ユイリはすぐに駆け寄り、彼女の手に自分のリュートを握らせた。
「これを」
訳も分からずおろおろしているだけの彼女の背中を押す。
「さ、早く」
会場に入って行く後ろ姿を見送った。
扉が閉まると、ユイリはまた元の場所に戻って座り、彼女のリュートを直し始める。
エルフの耳は微かな音でも拾う。
しばらくして、あの少女のリュートの音がユイリの耳には気持ちよく響いた。
そして「合格です」の声もちゃんと聞こえた。
「ありがとうございました。 本当にありがとうございました」
ユイリにリュートを返し、何度も頭を下げる彼女を劇場の隅の目立たない場所へ連れて行く。

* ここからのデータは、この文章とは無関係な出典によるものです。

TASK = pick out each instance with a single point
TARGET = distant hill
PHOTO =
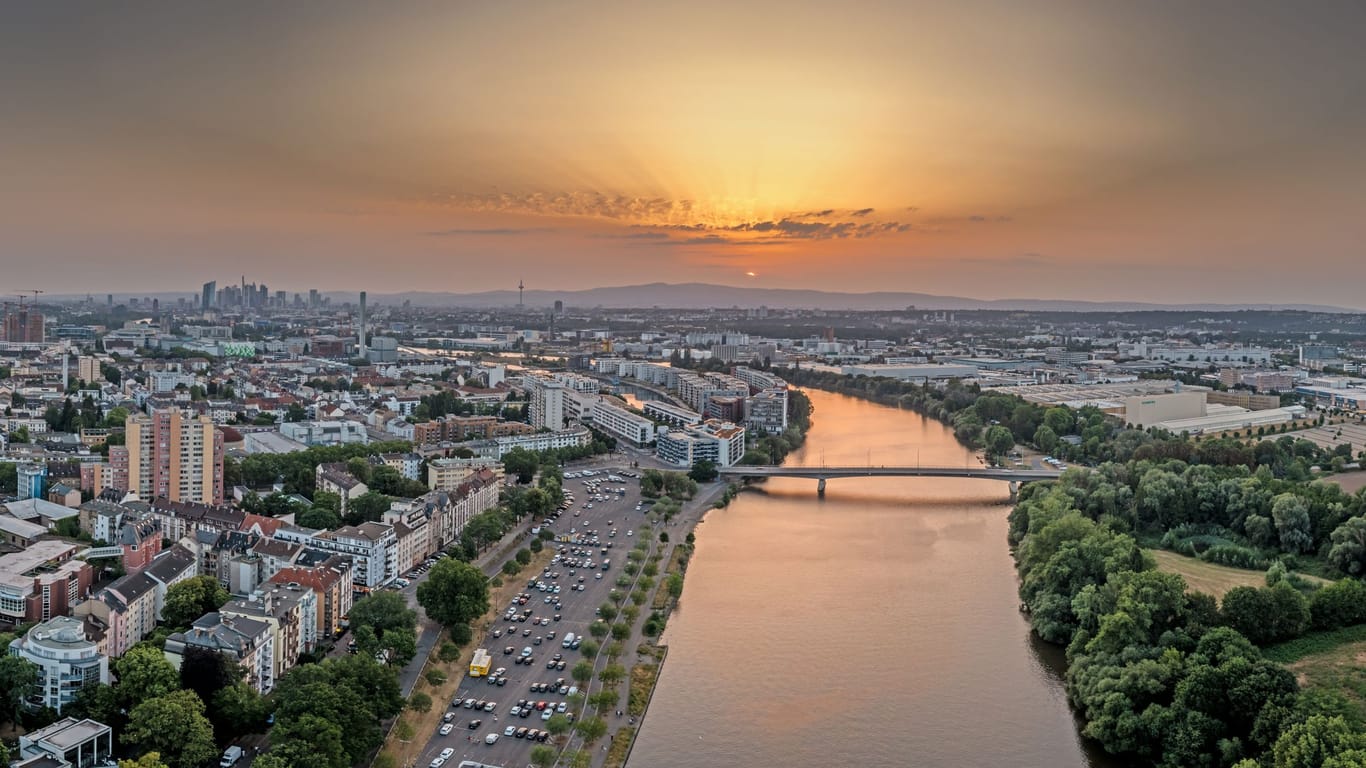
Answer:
(702, 295)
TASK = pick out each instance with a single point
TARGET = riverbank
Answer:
(650, 655)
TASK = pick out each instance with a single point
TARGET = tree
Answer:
(18, 681)
(193, 597)
(704, 470)
(144, 674)
(148, 760)
(366, 507)
(522, 463)
(420, 703)
(592, 729)
(605, 698)
(542, 756)
(175, 726)
(612, 674)
(1292, 522)
(238, 709)
(1348, 550)
(208, 671)
(1316, 741)
(454, 593)
(999, 440)
(318, 518)
(383, 611)
(558, 724)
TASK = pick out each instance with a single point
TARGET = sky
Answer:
(1163, 151)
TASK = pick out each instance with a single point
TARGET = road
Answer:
(577, 612)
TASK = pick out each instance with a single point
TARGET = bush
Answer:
(420, 703)
(1339, 604)
(448, 652)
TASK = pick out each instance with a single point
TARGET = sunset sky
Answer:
(1164, 151)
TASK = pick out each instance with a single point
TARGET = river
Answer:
(877, 626)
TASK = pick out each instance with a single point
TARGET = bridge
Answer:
(821, 473)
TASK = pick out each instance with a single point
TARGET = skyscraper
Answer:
(171, 454)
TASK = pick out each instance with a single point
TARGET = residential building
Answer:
(717, 442)
(547, 406)
(325, 432)
(372, 547)
(497, 447)
(43, 581)
(30, 477)
(331, 580)
(38, 511)
(183, 518)
(67, 744)
(171, 454)
(622, 422)
(671, 414)
(126, 612)
(767, 412)
(245, 640)
(407, 465)
(67, 660)
(336, 478)
(141, 543)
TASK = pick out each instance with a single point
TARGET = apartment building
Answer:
(67, 660)
(246, 641)
(43, 581)
(331, 580)
(717, 442)
(372, 547)
(170, 454)
(547, 406)
(620, 422)
(183, 518)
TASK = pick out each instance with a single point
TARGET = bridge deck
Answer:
(832, 472)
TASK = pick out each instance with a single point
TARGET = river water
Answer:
(874, 627)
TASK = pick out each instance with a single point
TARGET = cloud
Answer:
(649, 235)
(581, 204)
(821, 230)
(496, 231)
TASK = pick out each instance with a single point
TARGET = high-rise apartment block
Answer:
(547, 406)
(171, 454)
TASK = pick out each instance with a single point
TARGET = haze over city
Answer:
(1079, 151)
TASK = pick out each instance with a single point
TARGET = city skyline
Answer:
(1066, 151)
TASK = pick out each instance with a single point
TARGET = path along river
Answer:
(874, 627)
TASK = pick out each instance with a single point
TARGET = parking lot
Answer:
(1333, 435)
(533, 629)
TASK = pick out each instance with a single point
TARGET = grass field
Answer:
(1206, 577)
(1342, 670)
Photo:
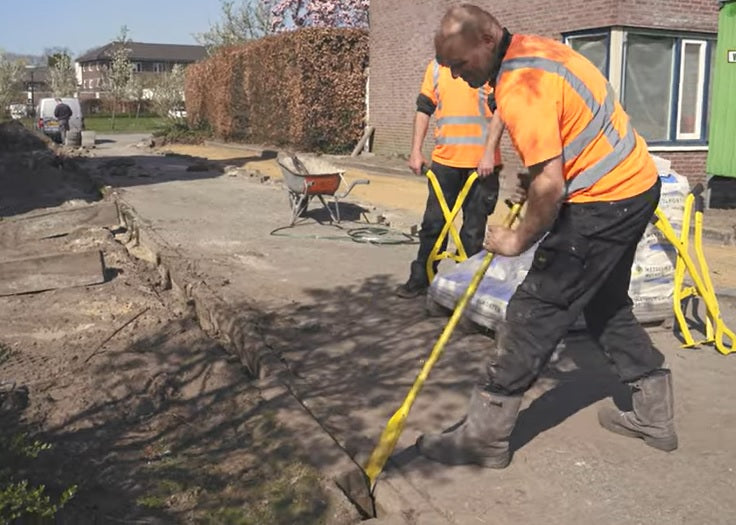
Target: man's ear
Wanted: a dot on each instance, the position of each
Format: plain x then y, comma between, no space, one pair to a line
488,39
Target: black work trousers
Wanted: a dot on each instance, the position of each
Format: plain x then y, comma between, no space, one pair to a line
477,207
582,266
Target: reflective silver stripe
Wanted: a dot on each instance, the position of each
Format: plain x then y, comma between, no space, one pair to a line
482,112
470,141
604,166
601,121
436,80
461,120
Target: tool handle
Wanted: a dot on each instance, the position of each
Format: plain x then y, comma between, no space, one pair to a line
697,192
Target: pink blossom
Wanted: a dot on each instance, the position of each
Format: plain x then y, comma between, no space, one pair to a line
291,14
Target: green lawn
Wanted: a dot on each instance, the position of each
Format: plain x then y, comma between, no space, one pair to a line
123,124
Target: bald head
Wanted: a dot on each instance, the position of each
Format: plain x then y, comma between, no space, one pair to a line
466,42
469,24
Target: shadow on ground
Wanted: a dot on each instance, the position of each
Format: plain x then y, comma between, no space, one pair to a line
355,351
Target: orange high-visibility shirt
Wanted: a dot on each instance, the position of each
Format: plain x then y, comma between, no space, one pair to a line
462,115
554,102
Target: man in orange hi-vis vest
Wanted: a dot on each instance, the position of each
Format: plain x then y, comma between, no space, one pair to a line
593,190
462,114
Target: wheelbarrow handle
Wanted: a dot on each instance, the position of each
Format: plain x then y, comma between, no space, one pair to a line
351,186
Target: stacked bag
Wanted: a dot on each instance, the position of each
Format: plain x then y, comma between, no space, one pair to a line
652,273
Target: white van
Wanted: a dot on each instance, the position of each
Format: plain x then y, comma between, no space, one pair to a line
47,122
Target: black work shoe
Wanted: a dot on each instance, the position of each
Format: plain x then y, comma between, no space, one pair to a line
411,289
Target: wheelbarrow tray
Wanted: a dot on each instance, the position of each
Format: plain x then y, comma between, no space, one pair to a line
322,178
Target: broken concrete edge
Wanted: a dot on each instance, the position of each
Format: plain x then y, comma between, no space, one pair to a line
239,334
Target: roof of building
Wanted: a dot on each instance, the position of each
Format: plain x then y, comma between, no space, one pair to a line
145,51
39,74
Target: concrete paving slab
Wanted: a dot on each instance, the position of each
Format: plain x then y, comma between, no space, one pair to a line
326,310
50,272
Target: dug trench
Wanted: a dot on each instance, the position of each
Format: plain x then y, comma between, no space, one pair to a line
134,409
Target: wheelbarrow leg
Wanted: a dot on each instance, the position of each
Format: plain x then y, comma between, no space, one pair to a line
299,203
327,207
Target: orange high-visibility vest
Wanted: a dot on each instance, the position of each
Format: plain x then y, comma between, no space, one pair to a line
461,118
554,102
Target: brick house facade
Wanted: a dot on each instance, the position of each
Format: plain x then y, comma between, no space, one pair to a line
146,60
401,45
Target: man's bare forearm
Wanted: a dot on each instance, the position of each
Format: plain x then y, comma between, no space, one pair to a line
495,130
421,125
543,201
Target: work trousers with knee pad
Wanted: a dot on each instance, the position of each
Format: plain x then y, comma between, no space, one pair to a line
478,206
582,266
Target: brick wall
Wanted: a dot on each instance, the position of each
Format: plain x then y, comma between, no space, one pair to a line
687,15
401,45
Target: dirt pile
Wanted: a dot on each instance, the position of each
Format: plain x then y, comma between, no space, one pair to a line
35,174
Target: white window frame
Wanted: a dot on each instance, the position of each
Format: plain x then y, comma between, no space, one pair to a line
700,100
606,33
677,141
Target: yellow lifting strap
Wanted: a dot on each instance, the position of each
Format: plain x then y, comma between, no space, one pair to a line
449,227
715,329
394,427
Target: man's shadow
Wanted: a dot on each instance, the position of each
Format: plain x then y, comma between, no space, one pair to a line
587,378
582,375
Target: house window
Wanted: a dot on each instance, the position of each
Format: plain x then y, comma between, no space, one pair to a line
594,47
663,79
665,86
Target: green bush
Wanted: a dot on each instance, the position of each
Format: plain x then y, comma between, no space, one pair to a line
20,498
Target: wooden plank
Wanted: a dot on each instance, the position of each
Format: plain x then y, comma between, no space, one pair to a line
50,272
104,214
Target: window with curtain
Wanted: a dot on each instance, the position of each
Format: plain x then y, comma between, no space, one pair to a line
594,47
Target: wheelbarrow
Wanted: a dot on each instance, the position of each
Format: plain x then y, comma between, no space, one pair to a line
311,177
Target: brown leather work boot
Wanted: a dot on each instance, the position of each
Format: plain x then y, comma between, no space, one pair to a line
652,417
482,439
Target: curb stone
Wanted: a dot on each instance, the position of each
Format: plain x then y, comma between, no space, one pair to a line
239,332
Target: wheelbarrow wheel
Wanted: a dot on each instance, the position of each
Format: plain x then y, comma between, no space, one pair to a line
299,203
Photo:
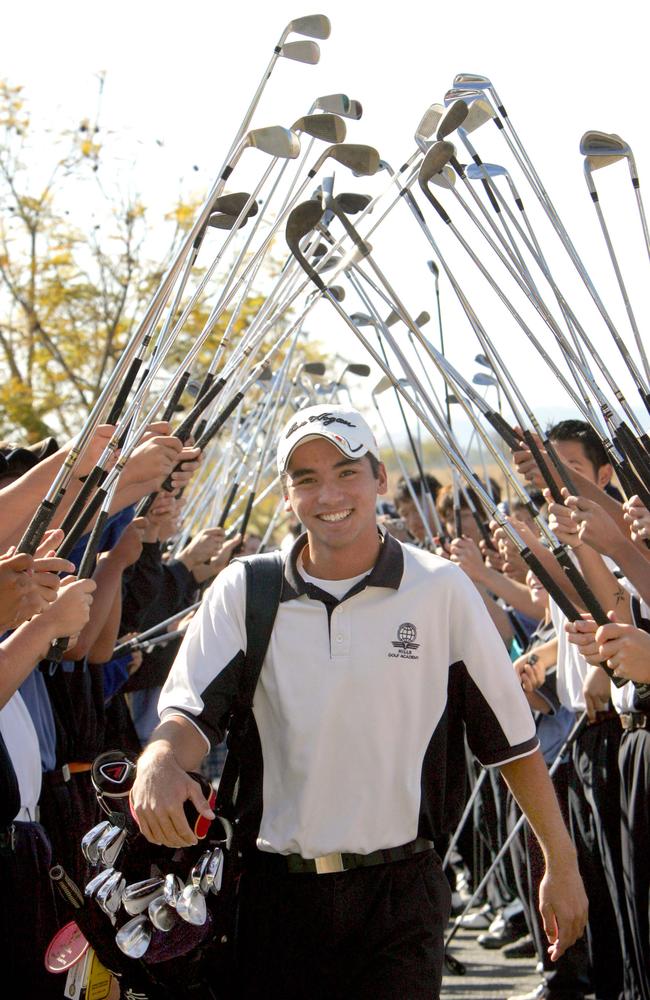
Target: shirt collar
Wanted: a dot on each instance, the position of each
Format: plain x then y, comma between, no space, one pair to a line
387,571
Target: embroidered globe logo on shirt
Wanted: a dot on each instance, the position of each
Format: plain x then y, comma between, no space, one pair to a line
406,634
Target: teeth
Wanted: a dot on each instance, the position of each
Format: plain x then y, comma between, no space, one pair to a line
339,516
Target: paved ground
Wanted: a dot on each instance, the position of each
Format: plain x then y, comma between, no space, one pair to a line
488,976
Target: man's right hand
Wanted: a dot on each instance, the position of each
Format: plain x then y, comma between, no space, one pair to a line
158,795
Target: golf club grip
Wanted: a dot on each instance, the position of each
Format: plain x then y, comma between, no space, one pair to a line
37,527
561,469
230,499
95,478
247,514
503,429
175,397
80,525
58,648
591,602
542,465
208,379
123,394
218,423
185,429
67,889
634,453
645,396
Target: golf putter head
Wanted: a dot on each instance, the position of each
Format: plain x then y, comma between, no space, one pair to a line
335,104
452,119
351,203
191,906
96,883
328,127
301,51
480,111
91,839
233,204
312,25
603,148
112,775
301,221
110,844
428,124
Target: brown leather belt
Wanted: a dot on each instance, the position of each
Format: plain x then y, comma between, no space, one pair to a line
634,720
341,861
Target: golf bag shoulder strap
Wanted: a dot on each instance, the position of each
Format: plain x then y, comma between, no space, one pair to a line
264,575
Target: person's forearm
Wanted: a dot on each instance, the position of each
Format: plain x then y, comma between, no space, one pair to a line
179,737
634,565
611,595
20,652
513,593
529,782
108,577
102,649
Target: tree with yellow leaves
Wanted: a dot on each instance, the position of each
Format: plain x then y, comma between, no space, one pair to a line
70,293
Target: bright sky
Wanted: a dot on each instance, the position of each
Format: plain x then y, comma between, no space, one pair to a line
180,75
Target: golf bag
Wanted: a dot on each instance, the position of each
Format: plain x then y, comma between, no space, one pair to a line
192,957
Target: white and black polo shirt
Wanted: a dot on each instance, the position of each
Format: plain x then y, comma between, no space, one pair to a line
360,707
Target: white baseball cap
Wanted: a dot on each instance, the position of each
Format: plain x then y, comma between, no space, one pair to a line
344,428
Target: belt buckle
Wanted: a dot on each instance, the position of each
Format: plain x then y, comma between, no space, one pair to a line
328,864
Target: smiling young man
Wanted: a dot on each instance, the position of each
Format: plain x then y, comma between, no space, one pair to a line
379,654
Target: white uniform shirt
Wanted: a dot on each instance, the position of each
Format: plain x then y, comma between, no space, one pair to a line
21,739
360,702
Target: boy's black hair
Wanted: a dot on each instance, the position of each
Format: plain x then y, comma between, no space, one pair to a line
581,431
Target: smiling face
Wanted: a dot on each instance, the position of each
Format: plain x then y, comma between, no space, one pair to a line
335,497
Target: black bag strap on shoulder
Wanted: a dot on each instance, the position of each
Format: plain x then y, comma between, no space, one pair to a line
264,575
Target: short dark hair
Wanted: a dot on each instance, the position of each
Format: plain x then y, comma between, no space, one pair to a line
445,502
581,431
430,483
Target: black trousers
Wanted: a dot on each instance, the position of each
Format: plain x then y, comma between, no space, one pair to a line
595,811
368,934
634,761
569,976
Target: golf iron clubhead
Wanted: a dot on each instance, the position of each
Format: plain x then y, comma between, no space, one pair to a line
137,896
191,906
96,883
91,839
162,915
134,937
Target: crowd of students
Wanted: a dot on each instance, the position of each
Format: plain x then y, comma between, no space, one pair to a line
56,718
603,781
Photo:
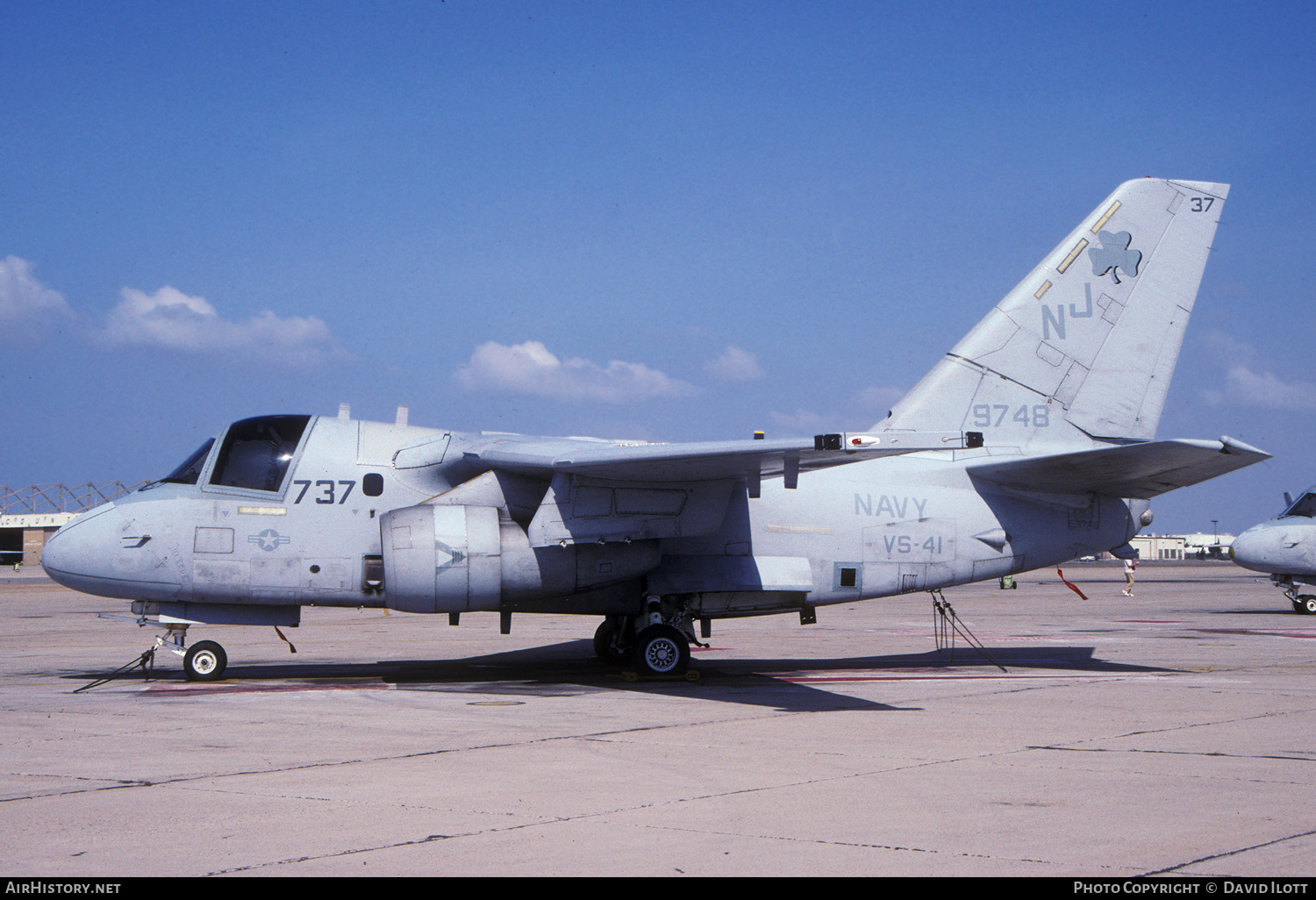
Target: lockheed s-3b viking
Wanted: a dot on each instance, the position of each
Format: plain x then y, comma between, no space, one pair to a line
1029,444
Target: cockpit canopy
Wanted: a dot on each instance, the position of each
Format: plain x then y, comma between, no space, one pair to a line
255,452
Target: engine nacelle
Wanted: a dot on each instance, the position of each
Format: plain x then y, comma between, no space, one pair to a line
457,558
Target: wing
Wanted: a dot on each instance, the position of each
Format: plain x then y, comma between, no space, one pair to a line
1134,470
608,491
697,462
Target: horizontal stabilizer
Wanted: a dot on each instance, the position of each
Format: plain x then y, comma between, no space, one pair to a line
1134,470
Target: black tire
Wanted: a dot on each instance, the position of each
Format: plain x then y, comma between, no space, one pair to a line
605,645
661,650
205,662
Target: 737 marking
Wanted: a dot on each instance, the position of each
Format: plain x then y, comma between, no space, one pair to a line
328,494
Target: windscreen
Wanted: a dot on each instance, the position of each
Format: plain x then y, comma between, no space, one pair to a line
191,468
1305,507
255,452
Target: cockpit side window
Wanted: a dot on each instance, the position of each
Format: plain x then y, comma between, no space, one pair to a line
255,452
1305,507
191,468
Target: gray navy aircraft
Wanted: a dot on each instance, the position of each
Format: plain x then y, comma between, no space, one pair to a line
1284,547
1026,445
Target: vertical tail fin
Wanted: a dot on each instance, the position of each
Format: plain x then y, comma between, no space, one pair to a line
1084,346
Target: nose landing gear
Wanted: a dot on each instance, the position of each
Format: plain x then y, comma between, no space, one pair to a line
204,661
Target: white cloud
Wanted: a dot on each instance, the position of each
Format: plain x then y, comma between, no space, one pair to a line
1245,387
734,365
25,303
531,368
176,321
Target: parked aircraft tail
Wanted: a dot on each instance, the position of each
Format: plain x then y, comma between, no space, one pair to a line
1082,350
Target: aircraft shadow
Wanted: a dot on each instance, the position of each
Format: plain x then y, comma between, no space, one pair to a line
570,668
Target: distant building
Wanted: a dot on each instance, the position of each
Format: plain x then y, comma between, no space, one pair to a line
1182,546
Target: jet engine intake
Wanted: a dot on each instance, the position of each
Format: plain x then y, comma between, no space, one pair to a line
461,558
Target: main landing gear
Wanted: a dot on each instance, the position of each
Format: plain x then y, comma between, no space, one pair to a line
660,647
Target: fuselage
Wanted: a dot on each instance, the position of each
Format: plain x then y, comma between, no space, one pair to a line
313,511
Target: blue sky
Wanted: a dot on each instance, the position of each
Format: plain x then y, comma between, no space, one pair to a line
716,218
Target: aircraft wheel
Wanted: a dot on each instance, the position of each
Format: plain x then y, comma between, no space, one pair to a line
605,644
205,662
661,650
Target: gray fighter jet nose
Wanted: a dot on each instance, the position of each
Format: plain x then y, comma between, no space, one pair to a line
1249,549
95,554
1271,547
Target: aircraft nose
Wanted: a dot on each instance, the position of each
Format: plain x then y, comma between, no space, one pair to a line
94,554
1269,547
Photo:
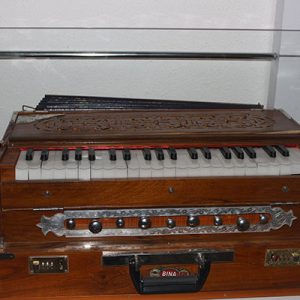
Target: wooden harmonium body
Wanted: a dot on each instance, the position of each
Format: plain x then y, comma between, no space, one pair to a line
127,202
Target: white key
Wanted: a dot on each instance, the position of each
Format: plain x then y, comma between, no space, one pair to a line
250,166
294,158
84,167
59,166
114,169
169,164
47,167
227,167
157,169
284,162
133,165
144,165
266,165
181,163
22,167
34,166
97,165
205,165
71,166
192,164
239,165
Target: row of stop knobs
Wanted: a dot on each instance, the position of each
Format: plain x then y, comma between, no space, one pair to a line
95,226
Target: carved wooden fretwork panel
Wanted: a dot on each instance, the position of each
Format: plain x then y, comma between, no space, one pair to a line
155,121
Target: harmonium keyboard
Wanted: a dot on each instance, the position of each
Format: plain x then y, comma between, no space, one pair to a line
150,200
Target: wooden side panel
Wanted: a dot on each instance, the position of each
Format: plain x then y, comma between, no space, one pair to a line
21,227
152,193
87,275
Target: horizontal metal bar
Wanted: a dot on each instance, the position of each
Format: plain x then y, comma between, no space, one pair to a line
135,55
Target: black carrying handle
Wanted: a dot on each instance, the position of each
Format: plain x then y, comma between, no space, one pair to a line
161,285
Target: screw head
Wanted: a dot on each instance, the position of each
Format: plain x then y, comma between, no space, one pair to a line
218,221
171,223
120,222
144,223
70,224
263,219
243,224
95,226
193,221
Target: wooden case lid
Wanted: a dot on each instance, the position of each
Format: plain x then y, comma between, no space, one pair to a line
159,125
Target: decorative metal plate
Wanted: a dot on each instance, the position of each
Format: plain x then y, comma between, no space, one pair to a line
56,223
282,257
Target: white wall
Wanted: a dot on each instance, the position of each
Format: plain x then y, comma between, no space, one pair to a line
129,25
288,77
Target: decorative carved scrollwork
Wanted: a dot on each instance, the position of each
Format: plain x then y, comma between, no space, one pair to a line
151,121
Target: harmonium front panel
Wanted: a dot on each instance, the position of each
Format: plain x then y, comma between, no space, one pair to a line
150,202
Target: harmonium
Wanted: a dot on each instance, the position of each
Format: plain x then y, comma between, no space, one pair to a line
146,197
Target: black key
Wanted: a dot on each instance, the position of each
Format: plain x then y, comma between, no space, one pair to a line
126,154
112,154
238,152
92,155
65,154
225,152
78,154
270,151
250,152
282,150
193,153
206,152
44,155
172,153
159,154
147,154
29,154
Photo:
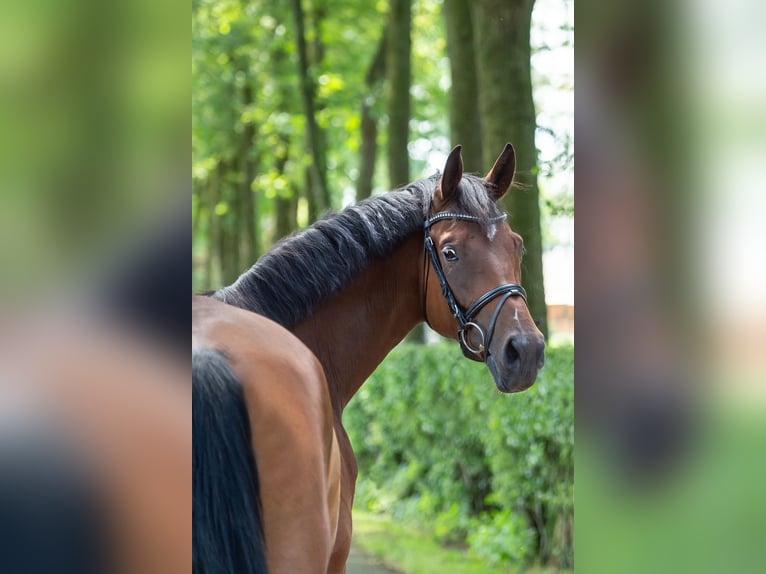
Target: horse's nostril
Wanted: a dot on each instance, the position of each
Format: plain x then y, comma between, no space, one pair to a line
511,352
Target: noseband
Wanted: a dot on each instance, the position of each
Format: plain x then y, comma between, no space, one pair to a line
466,318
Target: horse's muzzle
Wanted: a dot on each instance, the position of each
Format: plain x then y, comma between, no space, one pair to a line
516,366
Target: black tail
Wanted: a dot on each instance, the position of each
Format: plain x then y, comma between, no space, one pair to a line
227,532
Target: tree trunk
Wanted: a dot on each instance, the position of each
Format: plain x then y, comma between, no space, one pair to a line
285,207
368,149
317,171
501,34
249,248
399,72
399,76
465,123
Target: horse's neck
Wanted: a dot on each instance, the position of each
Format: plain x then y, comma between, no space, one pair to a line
352,333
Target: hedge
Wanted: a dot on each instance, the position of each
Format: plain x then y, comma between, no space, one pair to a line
439,446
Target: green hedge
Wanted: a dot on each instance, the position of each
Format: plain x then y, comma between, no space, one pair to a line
438,445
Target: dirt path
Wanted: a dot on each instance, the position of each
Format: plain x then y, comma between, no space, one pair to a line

「おめでとうございます。 あなたなら大丈夫だと思っていましたよ」
ユイリはそう言って直った彼女のリュートを返し、その肩にひざ掛けを巻き付ける
「これはささやかですがお祝いに差し上げます。 気を付けてお帰りください」
ぽろりと零れた涙を、ユイリはそっと拭う。
「劇場であなたの音を聴くのを楽しみにしていますね」
何度も振り返りながら通りを東に向かって歩く彼女を見送った。
(惚れましたか)
「おわっ」
いつの間にか、ユイリの守護精霊である風のリリンがエルフの少女の姿で隣に立っていた。
ユイリは頬を染めながら、ふいっと横を向く。
「お祖母様や皆には内緒だからな」
(承知いたしました)
感情の無い声が聞こえたが、その無表情な瞳はいつまでもリュートの少女が消えた方角を見ていた。
「勝手なことはするなよ?」
念押ししておかなければ、この精霊たちは何をするか分からない。
(もちろんです)
ユイリは祖父母の家に向かって戻り始める。
何とか祖父母に彼女の後援者になってくれるよう頼もうと考えていた。
(同情、だよなあ)
それでも、彼女の音はユイリの耳には優しく響いた。
あの音が好きなのだ。 いつか自分にだけその音を聴かせてもらえないだろうか。
エルフの少年は、そんな甘い夢を見るのだった。
~完~
お付き合いありがとうございました。